Scott 4
Label: Universal
Genre: Rock
$44.99
Out of stock
Scott 4 is one of those albums that gets touted as one of the very best ever to be made within the parameters of popular music, and it’s an accolade that’s richly deserved, even if in certain quarters Scott 3 is regarded with greater affection.
Originally issued under his birth name, Scott Engel, only years after his departure from ‘60s pop pinups The Walker Brothers, ‘Scott 4’ was the first of his albums to feature all original works (his previous LPs revolved translations of Jacques Brel songs), and found him tempering the orchestral arrangements in favour of a more pronounced rhythm section. The album didn’t fare well on its initial release, leading it to be deleted soon after, but subsequent reissues under his stage name Scott Walker have found acclaim as a pivotal piece of avant-garde, baroque pop that consistently appears in best albums of the 20th century lists, and has been often cited as a major influence on some of the late 20th C.’s most prominent artists from both avant-garde and pop fields.

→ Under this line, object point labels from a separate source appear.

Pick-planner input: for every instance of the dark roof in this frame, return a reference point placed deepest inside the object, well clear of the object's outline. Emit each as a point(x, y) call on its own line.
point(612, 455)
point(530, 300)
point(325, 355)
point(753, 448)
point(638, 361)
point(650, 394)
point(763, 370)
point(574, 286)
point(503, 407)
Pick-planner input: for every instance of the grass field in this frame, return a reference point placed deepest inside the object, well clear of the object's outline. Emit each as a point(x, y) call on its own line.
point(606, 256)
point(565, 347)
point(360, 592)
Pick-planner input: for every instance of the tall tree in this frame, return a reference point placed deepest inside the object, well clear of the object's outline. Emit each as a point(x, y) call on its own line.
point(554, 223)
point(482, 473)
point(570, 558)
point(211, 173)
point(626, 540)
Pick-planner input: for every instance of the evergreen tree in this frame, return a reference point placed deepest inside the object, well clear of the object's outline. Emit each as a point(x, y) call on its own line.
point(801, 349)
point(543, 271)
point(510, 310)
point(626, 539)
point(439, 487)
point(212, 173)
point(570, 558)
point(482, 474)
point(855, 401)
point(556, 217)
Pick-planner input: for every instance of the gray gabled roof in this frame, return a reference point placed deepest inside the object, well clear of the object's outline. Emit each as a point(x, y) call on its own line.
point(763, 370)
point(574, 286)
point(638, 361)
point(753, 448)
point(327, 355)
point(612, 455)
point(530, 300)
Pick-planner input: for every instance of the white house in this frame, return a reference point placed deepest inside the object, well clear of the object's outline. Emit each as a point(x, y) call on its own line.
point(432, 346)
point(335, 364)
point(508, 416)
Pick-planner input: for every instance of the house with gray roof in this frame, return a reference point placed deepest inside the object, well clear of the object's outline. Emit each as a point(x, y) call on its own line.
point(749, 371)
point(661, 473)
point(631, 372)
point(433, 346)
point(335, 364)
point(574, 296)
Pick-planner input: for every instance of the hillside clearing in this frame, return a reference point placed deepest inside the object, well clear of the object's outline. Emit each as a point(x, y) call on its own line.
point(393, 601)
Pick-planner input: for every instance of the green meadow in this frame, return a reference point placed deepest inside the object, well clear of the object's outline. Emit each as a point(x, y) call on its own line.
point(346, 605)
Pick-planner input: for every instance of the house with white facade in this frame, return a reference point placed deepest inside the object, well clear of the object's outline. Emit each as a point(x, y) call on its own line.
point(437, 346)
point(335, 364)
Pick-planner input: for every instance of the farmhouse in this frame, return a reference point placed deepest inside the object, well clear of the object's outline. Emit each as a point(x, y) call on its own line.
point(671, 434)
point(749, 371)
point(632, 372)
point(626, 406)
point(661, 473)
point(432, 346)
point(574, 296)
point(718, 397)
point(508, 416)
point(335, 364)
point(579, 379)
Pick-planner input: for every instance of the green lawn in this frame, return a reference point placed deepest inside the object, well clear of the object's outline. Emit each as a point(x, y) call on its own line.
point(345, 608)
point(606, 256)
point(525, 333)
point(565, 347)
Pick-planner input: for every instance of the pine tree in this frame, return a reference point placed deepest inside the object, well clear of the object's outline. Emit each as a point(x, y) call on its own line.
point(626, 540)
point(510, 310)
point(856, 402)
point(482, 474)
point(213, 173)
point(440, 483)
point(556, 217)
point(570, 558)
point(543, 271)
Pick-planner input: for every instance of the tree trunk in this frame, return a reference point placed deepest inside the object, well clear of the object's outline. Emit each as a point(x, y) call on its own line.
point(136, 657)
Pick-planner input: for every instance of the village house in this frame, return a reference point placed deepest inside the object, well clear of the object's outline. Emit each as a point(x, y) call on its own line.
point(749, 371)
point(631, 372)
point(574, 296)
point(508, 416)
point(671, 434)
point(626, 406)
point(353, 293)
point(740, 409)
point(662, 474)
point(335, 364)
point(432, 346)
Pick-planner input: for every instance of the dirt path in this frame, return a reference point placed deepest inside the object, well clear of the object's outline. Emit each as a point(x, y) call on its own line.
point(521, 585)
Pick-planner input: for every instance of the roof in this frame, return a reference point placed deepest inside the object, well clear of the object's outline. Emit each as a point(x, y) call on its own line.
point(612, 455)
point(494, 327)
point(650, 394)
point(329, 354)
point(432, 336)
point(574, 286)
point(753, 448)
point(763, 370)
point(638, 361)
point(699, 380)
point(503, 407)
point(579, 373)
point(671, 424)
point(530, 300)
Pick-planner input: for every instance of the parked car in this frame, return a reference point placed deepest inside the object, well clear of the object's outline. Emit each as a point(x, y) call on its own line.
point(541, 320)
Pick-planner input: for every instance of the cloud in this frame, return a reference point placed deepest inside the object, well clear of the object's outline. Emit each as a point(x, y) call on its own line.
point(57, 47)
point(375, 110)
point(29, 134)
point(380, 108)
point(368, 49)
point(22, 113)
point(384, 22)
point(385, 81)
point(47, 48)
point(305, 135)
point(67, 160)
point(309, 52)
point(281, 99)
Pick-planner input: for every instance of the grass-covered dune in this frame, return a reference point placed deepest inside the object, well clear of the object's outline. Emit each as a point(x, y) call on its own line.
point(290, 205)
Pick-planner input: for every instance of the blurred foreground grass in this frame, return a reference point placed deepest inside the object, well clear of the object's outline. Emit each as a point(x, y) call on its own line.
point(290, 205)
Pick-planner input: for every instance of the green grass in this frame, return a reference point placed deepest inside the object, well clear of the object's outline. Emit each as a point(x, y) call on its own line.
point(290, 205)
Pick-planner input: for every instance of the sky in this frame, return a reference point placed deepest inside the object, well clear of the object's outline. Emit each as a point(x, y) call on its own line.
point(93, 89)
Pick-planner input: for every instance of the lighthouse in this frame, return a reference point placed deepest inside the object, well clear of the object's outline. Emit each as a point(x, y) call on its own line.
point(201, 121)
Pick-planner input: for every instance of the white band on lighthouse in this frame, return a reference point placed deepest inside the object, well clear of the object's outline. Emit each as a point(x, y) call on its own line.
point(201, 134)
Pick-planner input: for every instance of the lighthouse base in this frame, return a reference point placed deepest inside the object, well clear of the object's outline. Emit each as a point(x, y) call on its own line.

I suppose that’s what you get for writing songs about Neo-Stalinism, Ingmar Bergman films, and quoting Albert Camus on the sleeve. The Scott Walker of the sixties is of course a very different artist to the one who ended up standing at the pioneering edge of contemporary experimental music, and the lavish orchestrations of Scott 4 are a million miles from the overwhelming elliptical brilliance of 2006’s The Drift, but the same levels of compositional and lyrical excellence – not to mention ambition – are evident throughout Walker’s solo work.
It hardly needs to be said, but Scott 4 is one of the very greatest achievements in this artist’s forty-something-year-old recording career, and cannot be recommended highly enough.